After a while we seemed to get the hang of riding. It seems everyone *expects* cyclists to just wobble out in front moving cars if there is something blocking the kerbside lanes (which there always is). And once we got a bit more assertive cabs were less frequently cutting into our lane. It might sound it but never seemed particularly dangerous riding in New York. That is because the traffic flows so terribly that no-one ever gets above 20km/hr, and *everyone* averages about 5km/r. In New York every intersection has a set of lights. And when the lights turn red, the traffic queues across the intersection so the traffic with the green light can't move. At least it can't move until the lights change again. The result is quite often the traffic only proceeds through intersections when the lights are red. Most of the time everyone is trying to short cut everyone else, and no-one goes anywhere. It really is spectacularly funny.
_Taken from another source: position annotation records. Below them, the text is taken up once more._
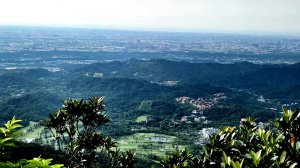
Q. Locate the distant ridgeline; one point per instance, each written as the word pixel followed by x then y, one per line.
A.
pixel 134 88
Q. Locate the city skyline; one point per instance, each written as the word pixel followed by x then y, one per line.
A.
pixel 247 16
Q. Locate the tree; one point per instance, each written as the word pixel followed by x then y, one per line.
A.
pixel 248 145
pixel 7 140
pixel 75 127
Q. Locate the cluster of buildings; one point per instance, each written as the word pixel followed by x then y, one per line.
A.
pixel 201 105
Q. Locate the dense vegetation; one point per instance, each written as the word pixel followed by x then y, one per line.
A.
pixel 248 145
pixel 134 89
pixel 276 144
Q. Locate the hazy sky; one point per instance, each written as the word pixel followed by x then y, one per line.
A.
pixel 174 15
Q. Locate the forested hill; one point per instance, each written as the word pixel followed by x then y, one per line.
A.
pixel 243 75
pixel 33 93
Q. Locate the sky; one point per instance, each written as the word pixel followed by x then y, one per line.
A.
pixel 269 16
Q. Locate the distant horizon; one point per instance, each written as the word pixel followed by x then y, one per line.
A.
pixel 250 33
pixel 275 17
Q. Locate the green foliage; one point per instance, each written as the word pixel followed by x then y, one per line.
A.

I'd never have believed it if I hadn't seen it, but New York has 11 million people who all drive like my dad!

We reached the unlikely green haven of Central Park, and cycled around the car free access roads amidst the thousands of joggers, bladers, stollers and cyclists. For the most part we trundled along at a pedestrian 15km/hour admiring the greenery, but covered 40 New York blocks in the time it would have taken to cover 4 on the other roads.
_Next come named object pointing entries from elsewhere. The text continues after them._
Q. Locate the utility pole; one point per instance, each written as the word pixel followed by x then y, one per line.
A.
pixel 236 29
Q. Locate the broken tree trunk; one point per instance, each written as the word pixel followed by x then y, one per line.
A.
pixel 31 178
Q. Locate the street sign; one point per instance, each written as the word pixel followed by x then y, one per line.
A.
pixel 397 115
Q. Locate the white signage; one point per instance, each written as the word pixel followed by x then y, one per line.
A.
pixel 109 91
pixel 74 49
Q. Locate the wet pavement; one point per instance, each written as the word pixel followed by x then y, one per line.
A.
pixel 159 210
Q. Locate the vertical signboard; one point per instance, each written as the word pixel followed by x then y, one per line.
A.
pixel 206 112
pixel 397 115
Every now and then we got a glimpse of the Empire State Building. But at one point I looked back and realised we'd past it. Linda was disappointed, as she wanted us to meet at the top as in an “Affair to Remember”. I consoled her truthfully that the most likely outcome was one of us would be run over by a taxi.

We made it to Times Square, the world's highest naturally occurring concentration of Neon gas. Standing on the corner was the Naked Cowboy, one (more) prize wanker wearing nothing but white undies, white cowboy boots and a silly hat (certainly no body hair) strumming a guitar while posing for lewd photographs with the female tourists. For some reason his guitar was decorated with stickers showing his support for one G. W. Bush. I presume that's so he doesn't get arrested.

Cycling the rest of Broadway seemed to take forever. It took a lot of concentration too, so much that we missed the turnoff to see the remains of the World Trade Centre, and I missed snapping a photo of the street sign for Wall St.

I was starting to feel completely lost, so we stopped at a convenient spot and checked our maps. We learned we were at Battery Park at the tip of Manhattan Island, our target destination!

We walked thought the swathe of tourists down to the foreshore where the Statue of Liberty would impress on us the enormity of our accomplishment in cycling across the length and breadth of America. It was tiny!!! Talk about the ultimate anti-climax. The bloody thing was only half the height of my thumbnail, and our commemorative photos that prove we've done it need a visit to photoshop.

We cycled the bumpy bike path up the East River (after we eventually found it), thinking this would be much faster than the roads. It would have been if we hadn't stopped just as often, but this time to snap photos of the Brooklyn Bridges, the New York skyline and just about everything else that doesn't move.

We picked up a bunch of passengers (inexperienced cyclists following the us on the official bike route) cycling the congested streets to the Queensboro bridge. I was astonished New Yorkers thought we knew what we were doing.

Cycled across the cycle lane on the Queensboro bridge, a converted traffic lane. In many ways New York is a *relatively* bike friendly city. Relative to driving a car in this town! The other thing in New York streets are either hopelessly undermaintained, or being “repaired” (ie dug up and relaid just as bad as they were before).

We got lost in Queens. Finding 14th street shouldn't have been harder than finding 15th or 13th streets, but where the numbers went straight from 21st to 12th there were a pair of Aussies looking dopey scratching their heads!